Edsall Must Change On Field And Off In Maryland Future

December 01, 2011 | Glenn Clark


Jacobs rightfully pointed out in that January column that Edsall had never defeated a team that finished the season ranked in the Associated Press Top 25 poll, and had recorded just one victory over a team that was even ranked at the time in the AP poll.

As Jacobs pointed out this week, Maryland (and Maryland fans) should have known what they were getting when Edsall arrived.

It probably makes Kevin Anderson’s claims that Edsall was the coach to take Maryland from “good to great” seem more and more ridiculous.

This is where the University and the head coach find themselves.

The University of Maryland has a major problem when it comes to winning games, generating interest and selling tickets.

The face of the program, the man most responsible for solving the program’s problems is Edsall-who has done little to nothing since being hired almost a year ago.

DE David Mackall has already left the program. RB DJ Adams wasn’t far behind him. Players I’ve spoken to this week (who all asked not to be named) gave me the idea the rumors of a “player mutiny” this offseason were probably exaggerated, but there are likely to be more players who will leave after the initial duo.

Maryland has to move forward with Randy Edsall. Randy Edsall has to make sure his team improves on the field and more interest in generated in the Baltimore and Washington, DC markets.

There’s really only one way to do this.

The good news is that the solution is really quite simple. Randy Edsall needs to apologize.

There’s a number of ways Edsall could do this. He could use a single media outlet like WNST.net, the Baltimore Sun, the Washington Post, the Washington Times, or Comcast SportsNet. He could have the Media Relations department at the school call a press conference and (for a change) fully answer questions. He could simply send a mass email to the school’s mailing list or issue a statement via their UMTerps.com website.

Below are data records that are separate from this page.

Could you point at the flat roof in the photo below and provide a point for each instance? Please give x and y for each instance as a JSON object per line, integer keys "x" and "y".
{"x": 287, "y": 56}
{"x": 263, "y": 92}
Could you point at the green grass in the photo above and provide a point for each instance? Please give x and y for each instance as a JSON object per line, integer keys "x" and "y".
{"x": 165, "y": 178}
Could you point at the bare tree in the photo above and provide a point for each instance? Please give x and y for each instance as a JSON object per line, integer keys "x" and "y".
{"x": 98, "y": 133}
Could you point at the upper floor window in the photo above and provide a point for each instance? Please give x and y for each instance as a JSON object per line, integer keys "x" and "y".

But the statement must be very clear.

The statement must say “I’m sorry. I’ve been disrespectful to you as an alumni base, a student body and a fanbase. You’re entirely too intelligent for me to continue to tell you that everything has been okay here. This has not been okay at all.”

Edsall doesn’t just need to offer an apology however. He also needs to make a statement about the future of the program.

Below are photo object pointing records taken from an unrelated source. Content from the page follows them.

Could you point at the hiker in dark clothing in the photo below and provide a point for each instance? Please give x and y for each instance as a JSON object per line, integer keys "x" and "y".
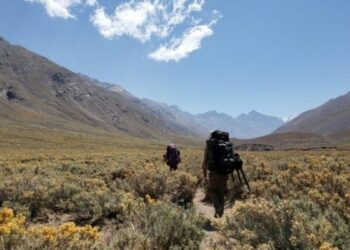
{"x": 172, "y": 157}
{"x": 216, "y": 180}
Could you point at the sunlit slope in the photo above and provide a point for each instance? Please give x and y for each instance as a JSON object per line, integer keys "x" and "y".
{"x": 36, "y": 91}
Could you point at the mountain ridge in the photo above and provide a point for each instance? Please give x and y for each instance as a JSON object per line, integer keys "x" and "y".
{"x": 329, "y": 117}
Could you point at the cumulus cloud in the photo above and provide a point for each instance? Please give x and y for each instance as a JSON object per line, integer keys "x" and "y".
{"x": 143, "y": 19}
{"x": 62, "y": 8}
{"x": 180, "y": 48}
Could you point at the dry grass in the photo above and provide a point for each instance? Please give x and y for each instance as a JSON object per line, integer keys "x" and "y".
{"x": 124, "y": 195}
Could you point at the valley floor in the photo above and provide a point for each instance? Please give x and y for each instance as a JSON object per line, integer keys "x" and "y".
{"x": 106, "y": 196}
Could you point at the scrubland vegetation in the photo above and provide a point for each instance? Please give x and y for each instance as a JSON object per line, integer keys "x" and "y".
{"x": 128, "y": 199}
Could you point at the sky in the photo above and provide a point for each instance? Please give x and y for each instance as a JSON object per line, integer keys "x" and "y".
{"x": 280, "y": 58}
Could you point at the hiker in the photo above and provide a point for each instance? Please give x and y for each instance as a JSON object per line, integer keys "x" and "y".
{"x": 218, "y": 152}
{"x": 172, "y": 156}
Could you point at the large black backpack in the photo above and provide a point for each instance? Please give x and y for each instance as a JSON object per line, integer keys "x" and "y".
{"x": 220, "y": 156}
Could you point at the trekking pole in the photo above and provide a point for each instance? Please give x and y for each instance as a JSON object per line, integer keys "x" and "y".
{"x": 239, "y": 178}
{"x": 233, "y": 178}
{"x": 245, "y": 179}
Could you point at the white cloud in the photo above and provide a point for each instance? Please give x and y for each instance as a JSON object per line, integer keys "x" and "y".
{"x": 62, "y": 8}
{"x": 144, "y": 19}
{"x": 138, "y": 20}
{"x": 180, "y": 48}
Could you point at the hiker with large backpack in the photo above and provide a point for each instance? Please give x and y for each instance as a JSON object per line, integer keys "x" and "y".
{"x": 221, "y": 162}
{"x": 172, "y": 157}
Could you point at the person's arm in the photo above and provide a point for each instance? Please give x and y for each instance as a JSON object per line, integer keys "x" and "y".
{"x": 205, "y": 163}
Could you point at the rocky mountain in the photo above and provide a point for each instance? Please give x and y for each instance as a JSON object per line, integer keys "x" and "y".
{"x": 37, "y": 92}
{"x": 328, "y": 118}
{"x": 249, "y": 125}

“Everyone involved with the football program is dedicated to changing what has transpired since my arrival. We will spend every waking moment seeing to it that we put in the work necessary to get the job done.”

Words won’t be enough for Randy Edsall moving forward. This is the same coach that launched into a laughable “In a Randy Edsall coached football team, there ain’t never going to be any quit” tirade after his team’s narrow defeat at the hands of West Virginia much before anyone realized how disastrous the season would be.

Words simply aren’t enough, but they are at least a start. Edsall needs to use the right ones moving forward, as he has endeared himself to few since arriving in the area.

Players I’ve spoken to this week give hope to the idea that Edsall’s message hasn’t become quickly stale. Some have suggested frustration with Edsall’s rules during the season (“What does wearing hats have to do with winning football games?” one asked me), but others have given me every reason to believe players will take accountability for their own failures during the season and can succeed moving forward even with rules that appear to be militant to others.

Edsall can absolutely become a winning coach at the University of Maryland. Whether or not he’ll ever be able to reach “great” heights-or even regularly sell suites at Capital One Field at Byrd Stadium is an absolute unknown. He’s never accomplished such goals anywhere during his career-despite his own declarations.

I think I can stress the point I want to make in one simple sentence.

Randy Edsall needs to erase the “jackass” from the way he handles his job as the head football coach at Maryland.

There will be a number of things that will need to be done after that, but this unquestionably must be first.